Untitled :: Defensive Coding Guide

The Core Language

C provides no memory safety. Most recommendations in this section deal with this aspect of the language.

Undefined Behavior

Some C constructs are defined to be undefined by the C standard. This does not only mean that the standard does not describe what happens when the construct is executed. It also allows optimizing compilers such as GCC to assume that this particular construct is never reached. In some cases, this has caused GCC to optimize security checks away. (This is not a flaw in GCC or the C language. But C certainly has some areas which are more difficult to use than others.)

Common sources of undefined behavior are:

out-of-bounds array accesses
null pointer dereferences
overflow in signed integer arithmetic

Recommendations for Pointers and Array Handling

Always keep track of the size of the array you are working with. Often, code is more obviously correct when you keep a pointer past the last element of the array, and calculate the number of remaining elements by subtracting the current position from that pointer. The alternative, updating a separate variable every time when the position is advanced, is usually less obviously correct.

Array processing in C shows how to extract Pascal-style strings from a character buffer. The two pointers kept for length checks are inend and outend. inp and outp are the respective positions. The number of input bytes is checked using the expression len > (size_t)(inend - inp). The cast silences a compiler warning; inend is always larger than inp.

Example 1. Array processing in C

ssize_t
extract_strings(const char *in, size_t inlen, char **out, size_t outlen)
{
  const char *inp = in;
  const char *inend = in + inlen;
  char **outp = out;
  char **outend = out + outlen;

  while (inp != inend) {
    size_t len;
    char *s;
    if (outp == outend) {
      errno = ENOSPC;
      goto err;
    }
    len = (unsigned char)*inp;
    ++inp;
    if (len > (size_t)(inend - inp)) {
      errno = EINVAL;
      goto err;
    }
    s = malloc(len + 1);
    if (s == NULL) {
      goto err;
    }
    memcpy(s, inp, len);
    inp += len;
    s[len] = '\0';
    *outp = s;
    ++outp;
  }
  return outp - out;
err:
  {
    int errno_old = errno;
    while (out != outp) {
      free(*out);
      ++out;
    }
    errno = errno_old;
  }
  return -1;
}

It is important that the length checks always have the form len > (size_t)(inend - inp), where len is a variable of type size_t which denotes the total number of bytes which are about to be read or written next. In general, it is not safe to fold multiple such checks into one, as in len1 + len2 > (size_t)(inend - inp), because the expression on the left can overflow or wrap around (see Recommendations for Integer Arithmetic), and it no longer reflects the number of bytes to be processed.

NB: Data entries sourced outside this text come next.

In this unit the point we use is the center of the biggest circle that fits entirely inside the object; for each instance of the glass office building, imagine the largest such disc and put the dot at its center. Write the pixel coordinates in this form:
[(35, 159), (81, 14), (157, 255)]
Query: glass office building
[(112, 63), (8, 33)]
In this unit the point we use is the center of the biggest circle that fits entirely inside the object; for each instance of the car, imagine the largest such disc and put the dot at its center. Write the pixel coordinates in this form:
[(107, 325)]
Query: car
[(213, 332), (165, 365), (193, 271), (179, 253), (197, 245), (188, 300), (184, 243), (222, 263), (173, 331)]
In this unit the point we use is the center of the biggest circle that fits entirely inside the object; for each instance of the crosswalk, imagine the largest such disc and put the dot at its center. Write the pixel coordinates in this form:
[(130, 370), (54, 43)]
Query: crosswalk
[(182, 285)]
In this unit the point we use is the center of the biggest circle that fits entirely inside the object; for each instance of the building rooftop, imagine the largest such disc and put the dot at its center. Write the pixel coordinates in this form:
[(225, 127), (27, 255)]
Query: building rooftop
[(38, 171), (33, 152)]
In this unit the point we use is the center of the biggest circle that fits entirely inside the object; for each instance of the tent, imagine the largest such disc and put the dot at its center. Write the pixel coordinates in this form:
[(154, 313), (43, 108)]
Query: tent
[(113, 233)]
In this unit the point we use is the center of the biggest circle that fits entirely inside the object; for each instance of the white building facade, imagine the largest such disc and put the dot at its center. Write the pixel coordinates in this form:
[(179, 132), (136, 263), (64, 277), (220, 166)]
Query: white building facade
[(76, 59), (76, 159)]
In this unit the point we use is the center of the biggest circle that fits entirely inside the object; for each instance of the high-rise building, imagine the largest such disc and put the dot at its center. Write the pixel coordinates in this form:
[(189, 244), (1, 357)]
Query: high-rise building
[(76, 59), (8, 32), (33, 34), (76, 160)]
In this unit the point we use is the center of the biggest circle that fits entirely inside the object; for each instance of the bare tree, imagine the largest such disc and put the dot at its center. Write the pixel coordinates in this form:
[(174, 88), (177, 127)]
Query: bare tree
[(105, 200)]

Recommendations for Integer Arithmetic

Overflow in signed integer arithmetic is undefined. This means that it is not possible to check for overflow after it happened, see Incorrect overflow detection in C.

Example 2. Incorrect overflow detection in C

void report_overflow(void);

int
add(int a, int b)
{
  int result = a + b;
  if (a < 0 || b < 0) {
    return -1;
  }
  // The compiler can optimize away the following if statement.
  if (result < 0) {
    report_overflow();
  }
  return result;
}

The following approaches can be used to check for overflow, without actually causing it.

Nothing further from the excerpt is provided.